The FTC’s issuance of this latest ANPR, though merely an exploration of potential rulemaking possibilities, and acknowledgement of the key deficiencies of the current privacy framework[35]  marks a colossal shift in attitude concerning the privacy of the American consumer. With the US’s history of prioritization of a business-centric free market in the name of financial development, often at the expense of the individual, the FTC’s attention to the growing need for advanced privacy regulations demonstrates a heightened sense of consumer-focused protection in the modern technological age, offering the American public a life raft in the midst of repeated trespasses of companies in their pursuit of personal data. Following the lead of the GDPR, can the American public soon say “bonjour” to new blanket privacy regulations that would require companies to obtain user consent, abide by data minimization and limitation principles, and implement stricter data security practices?
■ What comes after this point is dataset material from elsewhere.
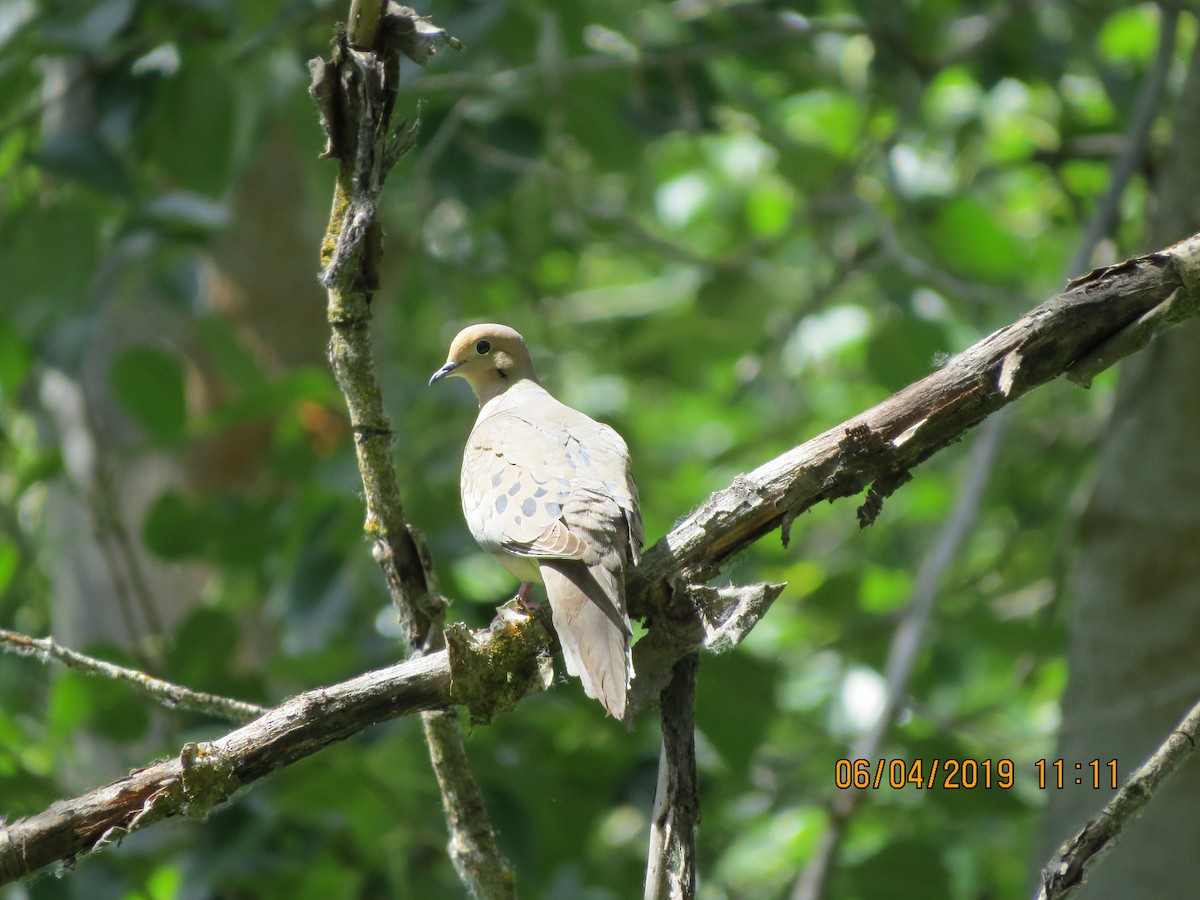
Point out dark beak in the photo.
[430,360,458,385]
[1] Sheila A. Millar & Tracy P. Marshall, FTC Issues Advance Notice of Proposed Rulemaking on Commercial Surveillance and Data Security, Keller & Heckman (Oct. 7, 2022, 2:30:00 PM),  https://www.consumerprotectioncxn.com/2022/09/ftc-issues-advance-notice-of-proposed-rulemaking-on-commercial-surveillance-and-data-security/.

[2] Fed. Trade Comm’n ,Trade Regulation Rule on Commercial Surveillance and Data Security, 1 (Aug. 11, 2022).

[3] Id.

[4] Id. at 4-5.

[5] Id. at 5.

[6] Id.

[7] Id.

[8] Id. at 6.

[9] Id.

[10] Id.

[11] Id. at 4.

[12] Id. at 7.

[13] Id.

[14] Id.

[15] Id.

[16] Id.

[17]Id.

[18] Id. at 8.

[19] Id.

[20] Id.

[21] Id. at 10.

[22] Id. at 16.

[23] Id. at 15.

[24] Id. at 20.

[25] Id. at 22.

[26] Id.

[27] Id.

[28] Id.

[29] Id. at 23.

[30] Id.

[31] Id. at 22.

[32] Id.

[33] Id.

[34] Id. at 23.

[35] Namely a lack of consumer consent, increased possibility of harms, and inconsistent and unpredictable enforcement of privacy regulations.